Fast vereinsamt: Die persönliche Begegnung wird klar eingefordert

Hochgradig flexibel: Weiterbildung wird kleinteiliger und fließt zunehmend in den Arbeitsalltag ein

Freiwillig eigenverantwortlich: Lernende kümmern sich selbst – brauchen aber offizielle Unterstützung

Auf Dauer wichtig: Es gibt viel zu lernen, und das wird sich in Zukunft nicht ändern


Cover managerSeminare 283 vom 17.09.2021Hier geht es zur gesamten Ausgabe managerSeminare 283

Ist die Digitalisierung gut in der Weiterbildungsbranche angekommen?

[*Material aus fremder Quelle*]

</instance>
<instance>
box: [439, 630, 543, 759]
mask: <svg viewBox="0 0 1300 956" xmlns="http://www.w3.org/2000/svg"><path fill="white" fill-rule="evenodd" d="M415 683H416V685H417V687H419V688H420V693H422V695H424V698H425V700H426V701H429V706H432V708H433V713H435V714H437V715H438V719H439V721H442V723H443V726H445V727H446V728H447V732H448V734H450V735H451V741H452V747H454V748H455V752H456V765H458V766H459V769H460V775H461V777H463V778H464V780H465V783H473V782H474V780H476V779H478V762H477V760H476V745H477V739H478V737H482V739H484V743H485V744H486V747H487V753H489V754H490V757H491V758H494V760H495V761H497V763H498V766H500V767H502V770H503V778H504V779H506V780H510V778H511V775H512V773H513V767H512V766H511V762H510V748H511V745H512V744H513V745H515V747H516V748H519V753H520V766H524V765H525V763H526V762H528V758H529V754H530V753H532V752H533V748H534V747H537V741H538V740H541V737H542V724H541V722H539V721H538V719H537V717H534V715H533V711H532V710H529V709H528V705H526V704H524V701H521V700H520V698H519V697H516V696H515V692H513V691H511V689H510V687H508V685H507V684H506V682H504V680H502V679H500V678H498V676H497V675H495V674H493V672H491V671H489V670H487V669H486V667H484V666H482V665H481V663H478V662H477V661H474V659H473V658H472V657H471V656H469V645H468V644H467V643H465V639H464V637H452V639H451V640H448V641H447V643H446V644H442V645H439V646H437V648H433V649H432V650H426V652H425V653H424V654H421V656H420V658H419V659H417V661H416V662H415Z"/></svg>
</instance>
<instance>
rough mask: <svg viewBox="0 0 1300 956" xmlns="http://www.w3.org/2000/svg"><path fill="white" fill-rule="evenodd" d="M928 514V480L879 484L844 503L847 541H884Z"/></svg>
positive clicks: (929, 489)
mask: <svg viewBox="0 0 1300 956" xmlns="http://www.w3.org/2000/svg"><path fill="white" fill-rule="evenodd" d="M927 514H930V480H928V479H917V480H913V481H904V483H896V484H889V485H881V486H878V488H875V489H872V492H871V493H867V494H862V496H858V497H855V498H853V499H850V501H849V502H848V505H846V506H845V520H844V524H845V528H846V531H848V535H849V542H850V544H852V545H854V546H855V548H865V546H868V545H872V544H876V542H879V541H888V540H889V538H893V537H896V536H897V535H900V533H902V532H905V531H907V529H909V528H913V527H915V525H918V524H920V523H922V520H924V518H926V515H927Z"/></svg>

Franziska Schölmerich: Das haben wir uns auch gefragt. Unsere Studie vom vergangenen Jahr, die wir im Mai 2020 durchgeführt hatten, zeigte zwar schon deutlich, dass Präsenzformate seltener werden. Nach zwei Monaten Pandemie war damals allerdings vieles noch sehr improvisiert. Es war sehr spannend zu sehen, wie die Anbieter und Organisationen die Herausforderung, in die sie hinein katapultiert worden waren, angegangen sind. Mit der neuen Studie wollten wir hier nun genauer hinschauen, um zum Beispiel zu verstehen, ob die Qualität der Angebote gestiegen ist, was gute digitale Formate ausmacht und wie zufrieden Menschen mit einer digitalen Weiterbildung sind.

Und sind sie zufrieden mit den existierenden digitalen Angeboten?

Claudia Wagner: Ja und nein. Obwohl im vergangenen Jahr zweifellos eine Professionalisierung stattgefunden hat, hat sich die Zufriedenheit mit dem Weiterbildungserlebnis nicht verbessert. Die allgemeine Zufriedenheit ist sogar gesunken: 2020 gaben noch 54 Prozent der Befragten an, dass sie in den vergangenen Monaten gute Erfahrungen mit ihrer Weiterbildung gemacht haben, dieses Jahren waren es nur noch 48 Prozent. Das hat uns überrascht. Nachdem im vergangenen Jahr so viele überstürzt in die Digitalisierung geworfen worden waren, gab es ja viel Luft nach oben.

Schölmerich: Interessanterweise ist die Zufriedenheit, wenn man nach den einzelnen Formaten fragt, allerdings gar nicht so schlecht. Die schlechtesten Werte haben kurze Online-Seminare unter zwei Stunden: Mit ihnen waren nur 59 Prozent eher oder sogar voll und ganz zufrieden, 11 Prozent waren es nicht. Mit ihrem virtuellen Coaching waren 79 Prozent der Befragten mehr oder weniger zufrieden, und E-Learning-Plattformen kommen sogar auf 87 Prozent von eher oder voll und ganz zufriedenen Teilnehmern. Dass sich die allgemeine Zufriedenheit trotzdem nicht verbessert hat, weist darauf hin, dass sich eine gewisse digitale Ermüdung bemerkbar macht.